Of course there is another service that solves this problem: brid.gy

Bridgy sits in between social media sites and your webmentions
Bridgy sits in between social media sites and your webmentions

Brid.gy connects mentions, likes, reposts etc. from social media sites to your site. It basically works as an automated social media search for mentions for your site and it then converts those mentions / reactions into webmentions.

Bridgy crawls your site for mentions of other sites that use webmentions
Bridgy crawls your site for mentions of other sites that use webmentions

Even better, brid.gy also acts as webmention "notifier" for your site. It periodically crawls your site for mentions of other sites and it will then create webmentions for those sites. It's such a helpful service. This allows static sites to act like proper players in the webmention/indieweb game.

A final cool feature, and I promise I will then stop praising brid.gy so much. Brid.gy can also scan your old social media posts and create mentions for those. Meaning you can collect likes as webmentions from previously when you weren't using brid.gy and webmention.io yet. Backfeeding of mentions is limited to likes and reposts though[2].

Bringing webmentions to your static site

Now, how are we going to bring webmentions to our static site? There are two ways of how to use webmentions in your static site that I will explain in this post.

The first one is the simplest one and, apart from setting up webmention.io and brid.gy, requires pretty much no extra setup. The second one is a bit more involved and requires GitHub actions, a proper integration into Gatsby's GraphQL layer and, optionally, setting up a webhook for your Github actions (most of that flow will also work for other static site generators).

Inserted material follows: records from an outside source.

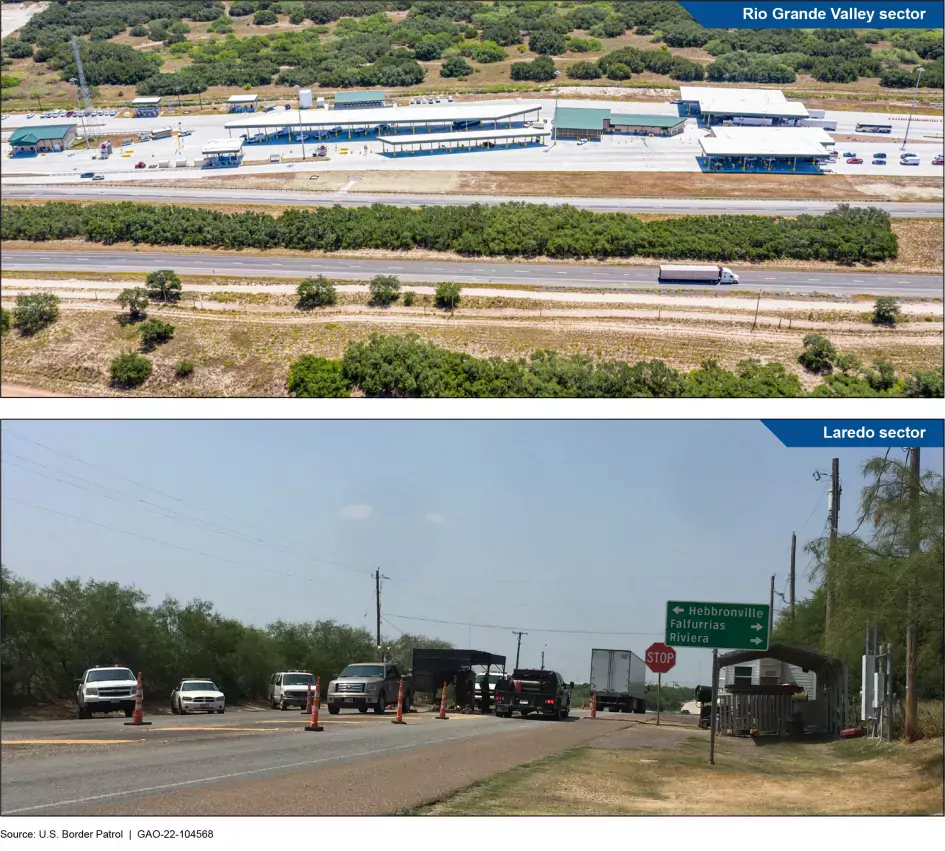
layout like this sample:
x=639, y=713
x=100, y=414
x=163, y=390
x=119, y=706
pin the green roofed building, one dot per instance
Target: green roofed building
x=359, y=100
x=35, y=140
x=646, y=125
x=574, y=122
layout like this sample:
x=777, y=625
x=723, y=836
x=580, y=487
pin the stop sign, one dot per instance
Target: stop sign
x=660, y=658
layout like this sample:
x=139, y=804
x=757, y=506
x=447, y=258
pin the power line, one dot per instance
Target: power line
x=529, y=629
x=177, y=546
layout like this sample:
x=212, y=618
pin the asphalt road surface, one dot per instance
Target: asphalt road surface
x=265, y=762
x=196, y=194
x=571, y=275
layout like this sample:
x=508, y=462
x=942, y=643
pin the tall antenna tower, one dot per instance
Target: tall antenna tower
x=90, y=126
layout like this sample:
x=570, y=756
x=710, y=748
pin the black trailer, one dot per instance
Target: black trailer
x=433, y=668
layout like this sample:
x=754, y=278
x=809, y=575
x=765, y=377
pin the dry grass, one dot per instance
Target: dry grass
x=843, y=778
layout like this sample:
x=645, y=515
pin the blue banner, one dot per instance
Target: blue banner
x=793, y=15
x=846, y=433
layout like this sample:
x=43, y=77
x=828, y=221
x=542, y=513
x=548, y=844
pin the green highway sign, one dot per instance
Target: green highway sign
x=729, y=626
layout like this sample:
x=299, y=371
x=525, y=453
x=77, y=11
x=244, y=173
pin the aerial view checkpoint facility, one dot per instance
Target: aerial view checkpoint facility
x=708, y=129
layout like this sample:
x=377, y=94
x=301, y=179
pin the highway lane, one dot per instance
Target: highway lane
x=707, y=206
x=557, y=275
x=102, y=761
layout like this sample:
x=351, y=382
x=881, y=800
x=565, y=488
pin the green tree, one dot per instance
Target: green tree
x=385, y=290
x=154, y=332
x=886, y=311
x=35, y=311
x=135, y=300
x=163, y=285
x=316, y=292
x=819, y=354
x=448, y=294
x=129, y=370
x=456, y=66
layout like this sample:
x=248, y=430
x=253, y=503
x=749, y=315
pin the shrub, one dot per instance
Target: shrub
x=886, y=311
x=185, y=368
x=35, y=311
x=819, y=354
x=456, y=66
x=316, y=292
x=448, y=294
x=154, y=331
x=385, y=290
x=136, y=300
x=317, y=378
x=163, y=285
x=129, y=370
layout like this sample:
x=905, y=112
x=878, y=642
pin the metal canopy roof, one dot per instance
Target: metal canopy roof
x=295, y=118
x=760, y=103
x=766, y=142
x=466, y=136
x=812, y=660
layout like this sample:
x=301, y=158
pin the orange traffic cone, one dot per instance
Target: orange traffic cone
x=313, y=726
x=400, y=704
x=443, y=716
x=137, y=718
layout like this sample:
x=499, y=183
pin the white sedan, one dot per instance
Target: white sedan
x=197, y=696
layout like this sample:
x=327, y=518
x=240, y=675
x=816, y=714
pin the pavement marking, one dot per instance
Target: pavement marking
x=5, y=742
x=218, y=777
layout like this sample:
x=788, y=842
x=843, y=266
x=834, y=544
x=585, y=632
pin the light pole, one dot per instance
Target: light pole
x=554, y=129
x=78, y=109
x=915, y=94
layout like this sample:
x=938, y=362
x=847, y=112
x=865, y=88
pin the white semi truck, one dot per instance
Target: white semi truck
x=697, y=274
x=619, y=678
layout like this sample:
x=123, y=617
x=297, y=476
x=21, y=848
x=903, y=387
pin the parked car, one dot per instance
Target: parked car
x=197, y=696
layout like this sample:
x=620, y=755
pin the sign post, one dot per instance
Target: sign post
x=732, y=626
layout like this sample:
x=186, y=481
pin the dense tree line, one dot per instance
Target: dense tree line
x=52, y=634
x=513, y=229
x=872, y=572
x=406, y=366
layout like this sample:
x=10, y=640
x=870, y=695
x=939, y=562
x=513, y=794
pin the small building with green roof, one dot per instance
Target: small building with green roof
x=42, y=138
x=359, y=100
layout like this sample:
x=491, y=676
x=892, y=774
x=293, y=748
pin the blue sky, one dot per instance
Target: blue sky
x=535, y=525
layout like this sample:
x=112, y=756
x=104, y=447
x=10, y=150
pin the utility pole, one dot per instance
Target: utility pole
x=771, y=608
x=911, y=637
x=793, y=553
x=831, y=555
x=518, y=649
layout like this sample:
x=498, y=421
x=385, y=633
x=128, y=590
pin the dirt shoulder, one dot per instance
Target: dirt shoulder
x=645, y=770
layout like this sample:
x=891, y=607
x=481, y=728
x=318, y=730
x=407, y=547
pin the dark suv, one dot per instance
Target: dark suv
x=530, y=691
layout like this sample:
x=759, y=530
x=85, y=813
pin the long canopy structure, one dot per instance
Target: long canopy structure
x=507, y=113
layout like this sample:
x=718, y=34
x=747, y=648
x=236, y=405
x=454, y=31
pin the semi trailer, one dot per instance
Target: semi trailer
x=619, y=678
x=697, y=274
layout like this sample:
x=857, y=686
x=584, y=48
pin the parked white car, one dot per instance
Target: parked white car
x=197, y=696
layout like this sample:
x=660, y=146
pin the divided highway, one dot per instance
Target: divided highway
x=195, y=194
x=470, y=272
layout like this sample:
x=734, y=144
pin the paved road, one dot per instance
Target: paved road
x=63, y=766
x=196, y=194
x=571, y=275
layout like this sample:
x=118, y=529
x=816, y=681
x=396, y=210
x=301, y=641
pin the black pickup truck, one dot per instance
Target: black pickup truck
x=530, y=691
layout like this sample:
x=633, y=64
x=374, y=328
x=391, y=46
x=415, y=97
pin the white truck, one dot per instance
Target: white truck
x=619, y=678
x=697, y=274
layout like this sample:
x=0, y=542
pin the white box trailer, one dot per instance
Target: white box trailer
x=697, y=274
x=619, y=678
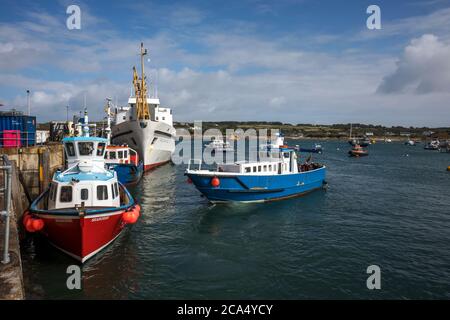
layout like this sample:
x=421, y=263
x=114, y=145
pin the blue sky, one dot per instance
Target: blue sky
x=297, y=61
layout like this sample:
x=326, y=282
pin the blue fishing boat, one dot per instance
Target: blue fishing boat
x=317, y=148
x=125, y=162
x=278, y=176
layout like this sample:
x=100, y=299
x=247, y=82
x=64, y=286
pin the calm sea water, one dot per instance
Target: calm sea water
x=391, y=209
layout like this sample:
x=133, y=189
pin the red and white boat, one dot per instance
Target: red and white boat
x=144, y=125
x=85, y=207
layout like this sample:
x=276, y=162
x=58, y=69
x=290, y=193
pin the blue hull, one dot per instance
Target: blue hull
x=127, y=173
x=249, y=188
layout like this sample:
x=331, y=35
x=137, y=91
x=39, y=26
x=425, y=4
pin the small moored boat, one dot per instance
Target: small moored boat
x=277, y=177
x=358, y=151
x=432, y=145
x=125, y=162
x=85, y=208
x=317, y=148
x=219, y=146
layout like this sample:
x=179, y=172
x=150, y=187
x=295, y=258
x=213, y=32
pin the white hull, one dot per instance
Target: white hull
x=153, y=140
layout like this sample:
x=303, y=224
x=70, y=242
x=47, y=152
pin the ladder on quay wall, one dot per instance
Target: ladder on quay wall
x=5, y=213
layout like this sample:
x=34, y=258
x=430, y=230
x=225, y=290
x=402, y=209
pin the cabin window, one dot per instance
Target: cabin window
x=84, y=194
x=101, y=149
x=52, y=193
x=70, y=149
x=85, y=148
x=66, y=194
x=102, y=193
x=116, y=187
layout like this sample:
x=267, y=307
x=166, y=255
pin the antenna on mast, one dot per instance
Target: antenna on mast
x=156, y=84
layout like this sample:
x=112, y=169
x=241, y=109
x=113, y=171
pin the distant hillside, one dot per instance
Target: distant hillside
x=324, y=131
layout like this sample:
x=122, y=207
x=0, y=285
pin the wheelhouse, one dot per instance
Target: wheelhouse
x=121, y=154
x=84, y=149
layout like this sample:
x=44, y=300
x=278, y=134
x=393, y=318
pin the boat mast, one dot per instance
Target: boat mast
x=108, y=120
x=140, y=89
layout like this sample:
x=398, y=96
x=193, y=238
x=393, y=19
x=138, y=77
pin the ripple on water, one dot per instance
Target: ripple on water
x=385, y=209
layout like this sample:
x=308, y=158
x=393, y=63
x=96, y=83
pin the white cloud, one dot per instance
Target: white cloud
x=424, y=67
x=237, y=74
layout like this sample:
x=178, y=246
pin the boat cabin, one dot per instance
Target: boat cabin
x=121, y=154
x=282, y=162
x=86, y=182
x=87, y=149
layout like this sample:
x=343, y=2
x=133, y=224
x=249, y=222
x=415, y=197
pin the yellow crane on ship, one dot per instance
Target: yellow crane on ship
x=140, y=89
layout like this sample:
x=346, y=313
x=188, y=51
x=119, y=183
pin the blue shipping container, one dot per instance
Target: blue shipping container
x=25, y=124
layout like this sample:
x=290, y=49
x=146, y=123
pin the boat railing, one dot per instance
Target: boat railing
x=193, y=162
x=40, y=205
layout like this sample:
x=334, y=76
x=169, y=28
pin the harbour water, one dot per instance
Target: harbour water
x=391, y=209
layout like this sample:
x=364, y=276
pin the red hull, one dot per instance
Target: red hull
x=83, y=237
x=148, y=167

The first approach is perfect for your if you quickly want to see how webmentions will look like on your site. However, I recommend going with the second approach (if possible). It has the advantage of owning your mentions. It's more resilient to outages and shutdowns of the third-party sites you rely on and your site will load faster. It is also more flexible, as we'll see later on.

Fetching webmentions on-demand

The simplest way to show webmentions is to fetch them on the client-side from webmention.io.

function Webmentions({ postUrl }) {
  const [mentions, setMentions] = useState(null);

  useEffect(() => {
    fetch("https://webmention.io/api/mentions.jf2?target=" + postUrl)
      .then((response) => response.json())
      .then((mentionsJson) => setMentions(mentionsJson.children));
  }, []);

  if (!mentions || mentions.length === 0) {
    return null;
  }

  return (
    <aside>
      <ul>
        {mentions
          .filter((wm) =>
            ["in-reply-to", "mention-of"].includes(wm["wm-property"])
          )
          .map((mention) => (
            <li key={mention.id}>
              @{mention.author.name}: {mention.content.text}
            </li>
          ))}
      </ul>
    </aside>
  );
}

This piece of code[3] will render a list of all webmentions for the given post on your site. Each mention will contain the user's name and their message like so:

@Jeremy: I found this really cool blog post by Ada adas.site/webmentions-explained

The webmention object has a lot more properties that we are not using in this example but you might want to check them out for your use-case (e.g. a link back to the author at author.url, the author's profile pic author.photo or a link back to the original post mention.url).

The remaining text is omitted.